Critique Calvaire : chantons sous le sang

Calvaire est une des grandes références du film de genre francophone. Réalisé en 2005, il est dans la lignée des quelques essais marquants de l’horreur trash franco-blege. On se rappelle de Haute-Tension (2003) du maître de l’horreur Alexandre Aja, de À l’intérieur (2007) du duo Alexandre Bustillo et Julien Maury ou encore de Martyrs (2008) de Pascal Laugier. 17 ans après sa première sortie, le calvaire de Fabrice Du Welz est réédité par Studio Canal dans sa première version Blu-ray. L’occasion de découvrir ou redécouvrir un survival sanguinaire de qualité, plus mature que jamais.

Fabrice Du Welz est un réalisateur et scénariste belge. Il se fait d’abord remarquer en 1999 avec son court-métrage Quand on est amoureux c’est merveilleux qui remporte le grand prix du Festival international du film fantastique de Gérardmer. Cinq ans plus tard, il réalise Calvaire (son premier long-métrage), sélectionné à la Semaine de la critique du festival de Cannes 2005. Il raconte l’histoire de Marc Stevens (Laurent Lucas), un jeune chanteur qui tombe en panne en pleine forêt. Il se voit recueilli dans une auberge tenue par Bartel (Jackie Berroyer). Seulement voilà… Le bon Bartel va séquestrer notre héros et lui en faire voir de toutes les couleurs, vu que lui voit en Marc la réincarnation de son ex-femme Gloria.

© Studio Canal

A première vue, Calvaire est un survival un peu rock et in your face d’un héros victime de péquenauds à la Massacre à la tronçonneuse. Le film dresse un portrait un peu grossier des personnages secondaires et on pourrait vite tourner au cliché des campagnards nevrosés. Pourtant, il est indispensable d’en avoir un visionnage actif pour élever le corps et le fond du film. Car en effet, de sa forme émane la force du film de genre, à savoir un sous-texte social.
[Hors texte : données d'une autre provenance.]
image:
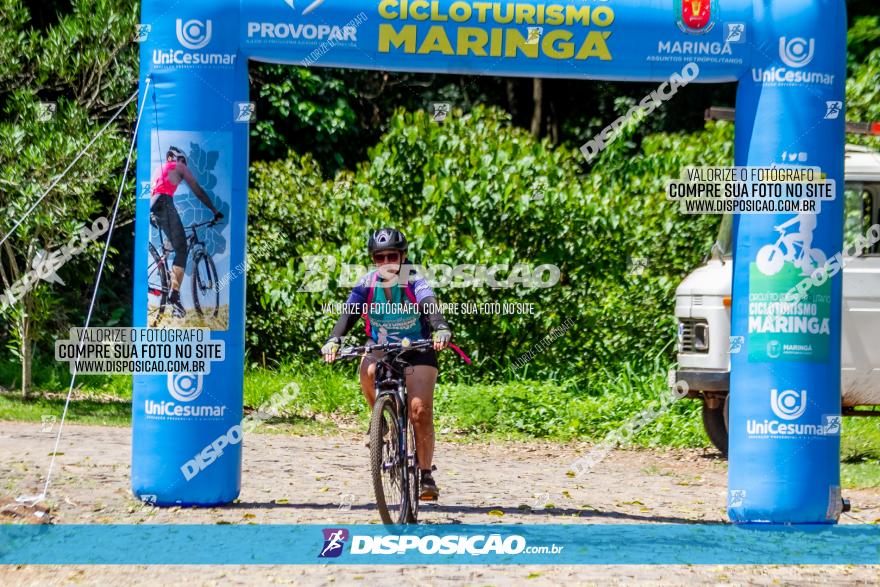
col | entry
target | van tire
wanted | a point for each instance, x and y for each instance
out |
(715, 424)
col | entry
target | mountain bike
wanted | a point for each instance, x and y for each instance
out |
(394, 465)
(205, 283)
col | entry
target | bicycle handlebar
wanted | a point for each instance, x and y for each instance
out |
(359, 351)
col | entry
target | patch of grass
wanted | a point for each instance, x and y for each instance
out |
(574, 409)
(860, 441)
(860, 475)
(83, 410)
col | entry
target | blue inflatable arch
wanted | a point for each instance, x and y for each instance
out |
(788, 57)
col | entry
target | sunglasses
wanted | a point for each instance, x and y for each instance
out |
(386, 257)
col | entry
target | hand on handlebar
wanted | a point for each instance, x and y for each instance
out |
(441, 338)
(329, 350)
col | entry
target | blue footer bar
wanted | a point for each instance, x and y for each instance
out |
(439, 544)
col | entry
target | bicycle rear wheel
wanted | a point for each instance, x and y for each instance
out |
(414, 473)
(206, 286)
(386, 464)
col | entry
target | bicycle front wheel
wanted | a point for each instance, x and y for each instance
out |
(157, 284)
(387, 465)
(206, 286)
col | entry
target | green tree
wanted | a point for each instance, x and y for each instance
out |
(85, 65)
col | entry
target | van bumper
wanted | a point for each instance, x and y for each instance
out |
(704, 380)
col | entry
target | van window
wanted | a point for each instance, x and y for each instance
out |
(859, 212)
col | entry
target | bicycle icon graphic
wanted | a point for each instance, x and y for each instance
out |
(793, 248)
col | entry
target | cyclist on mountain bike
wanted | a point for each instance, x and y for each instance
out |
(172, 173)
(394, 283)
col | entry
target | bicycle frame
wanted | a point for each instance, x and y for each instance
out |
(389, 384)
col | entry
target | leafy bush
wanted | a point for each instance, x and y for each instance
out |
(477, 190)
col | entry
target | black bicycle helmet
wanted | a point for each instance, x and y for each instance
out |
(386, 239)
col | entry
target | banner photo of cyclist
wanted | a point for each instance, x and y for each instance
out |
(188, 251)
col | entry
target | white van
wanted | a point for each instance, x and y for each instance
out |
(702, 307)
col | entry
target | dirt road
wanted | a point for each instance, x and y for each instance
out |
(324, 480)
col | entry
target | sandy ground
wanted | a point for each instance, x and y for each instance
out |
(324, 480)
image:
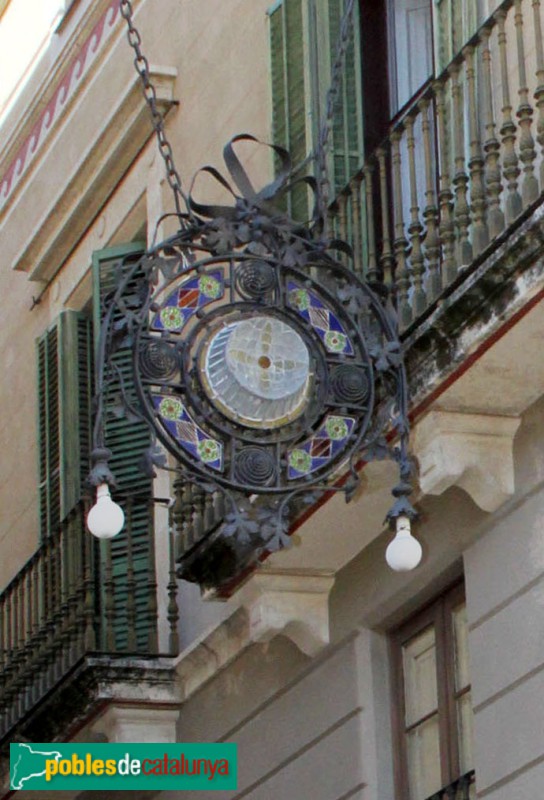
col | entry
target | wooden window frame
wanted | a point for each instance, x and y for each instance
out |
(439, 614)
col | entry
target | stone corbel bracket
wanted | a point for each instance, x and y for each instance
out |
(272, 602)
(472, 451)
(292, 603)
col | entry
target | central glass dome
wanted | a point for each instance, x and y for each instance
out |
(257, 371)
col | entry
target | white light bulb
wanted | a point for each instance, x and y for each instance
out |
(105, 519)
(404, 552)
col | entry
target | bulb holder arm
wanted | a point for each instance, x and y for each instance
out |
(402, 507)
(100, 472)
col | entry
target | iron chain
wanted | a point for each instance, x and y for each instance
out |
(142, 68)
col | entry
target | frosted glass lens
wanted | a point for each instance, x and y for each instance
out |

La tragédie est l’imitation d’une action grave et complète, ayant une certaine étendue, présentée dans un langage rendu agréable et de telle sorte que chacune des parties qui la composent subsiste séparément, se développant avec des personnages qui agissent, et non au moyen d’une narration, et opérant par la pitié et la terreur la purgation des passions de la même nature.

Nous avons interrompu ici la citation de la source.